Asmodeus Taz paid the old man on the porch with gold dust for a week’s lodging at the most popular rooming house in Helena. He was confident no one would recognize him. The cracked mirror over the delapidated dresser confirmed that conclusion. Taz had foregone his usual snakeskin hat, vest, and boots and dressed in more conventional garb. He had murdered a miner and stolen his shabby and worn clothes, and he wore a false beard and spectacles. He had ridden the miner’s horse into town rather than his own camel. Taz vowed to kidnap that white snake, and he didn’t mean that Crow guide for the Lady Monroe expedition they called White Snake. And he thirsted for blood. He missed his favorite snake of all time, an albino reticulated python named Fagin. He recalled who had cut off his snake’s head – that squaw, the Arapaho princess. If he couldn’t kill her, he would kill somebody close to her.

The miner had died badly, Taz reminisced fondly. He didn’t take well to being burned alive and screamed pitifully. Finally, Taz put a bullet in his head to provide some silence, but the smell of burning flesh was almost as disturbing. But he had become used to it.

Reverend Issac Nelson had returned to Helena along with Doc Eberlin. The preacher had become frustrated with life in the Badlands amongst a posse searching for some elusive desperado. In Helena, the preacher befriended Princess Takuhatahime, the beautiful snake charmer with the Great Wester Circus and trainer and master of the albino reticulated python, Beezelbub. The princess had forgiven Reverend Nelson for shouting and spouting Exodus 22:18 at her: “Thou shalt not suffer a witch to live.” She proved to him she did not have a supernumerary nipple, and thus he apologized for calling her a witch. Soon he became infatuated with her and her nipples that were not supernumerary and somewhat friendly with the snake.

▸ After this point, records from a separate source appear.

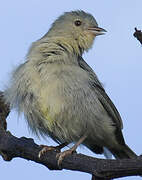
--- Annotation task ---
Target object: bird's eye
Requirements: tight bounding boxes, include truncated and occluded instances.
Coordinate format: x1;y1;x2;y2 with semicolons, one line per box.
74;20;82;26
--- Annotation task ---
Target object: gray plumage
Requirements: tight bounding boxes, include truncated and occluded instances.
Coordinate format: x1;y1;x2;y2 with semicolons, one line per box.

The reverend anticipated many verses about serpents and snakes he could whip into a sermon.

# # #


New clues

Wee Willie Wilson, the dwarf and clown for the Great Western Circus ran down the main street shouting, “She’s dead! The wicked witch is dead!” He pointed at Reverend Nelson and accused, “You killed her!”

“What are you babbling on about?” the reverend inquired belligerently.

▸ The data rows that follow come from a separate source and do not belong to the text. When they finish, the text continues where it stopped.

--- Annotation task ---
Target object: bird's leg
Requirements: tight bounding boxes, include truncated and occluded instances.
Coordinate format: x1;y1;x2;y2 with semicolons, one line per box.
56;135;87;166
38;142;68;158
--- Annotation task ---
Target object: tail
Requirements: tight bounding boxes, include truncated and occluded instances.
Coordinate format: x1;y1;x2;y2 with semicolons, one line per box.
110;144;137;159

Wee Willie responded, “The princess is dead! All the blood ran out of her body, it looks like.”

“Show us,” Reverend Nelson ordered.

The dwarf dragged the preacher and Doc Eberlin over to the rooming house to find Princess Takuhatahime lying on her bed dead. Her left severed left carotid artery had been severed, which appeared to be the immediate cause of death. Her face had been mutilated and her abdomen had been ripped open, and her right kidney and much of her uterus had been removed.

Reverend Nelson began to pray fervently and when he finished he asked, “Where’s that snake?” It was nowhere to be found. But he did find a bloody scimitar style sword next to the bed.

The doctor asked the reverend to help him turn the body over. “What’s that supposed to be?” Doc Eberlin asked as he inspected the carving on the victim’s back.

“That is an inverted pentagram,” Reverend Nelson advised. “It is a symbol of Satan and his minions.”

As he rode out of Helena with Beezelbub around his neck, Taz reminisced fondly about murders he had committed in the Whitechapel district of London’s East End before he had been transported to the penal colonies in Australia. He wondered if those idiots at Scotland Yard had any suspects for those crimes yet. He laughed out loud and said out loud, “I always wanted a snake named Beezelbub. Thank you, my lord.”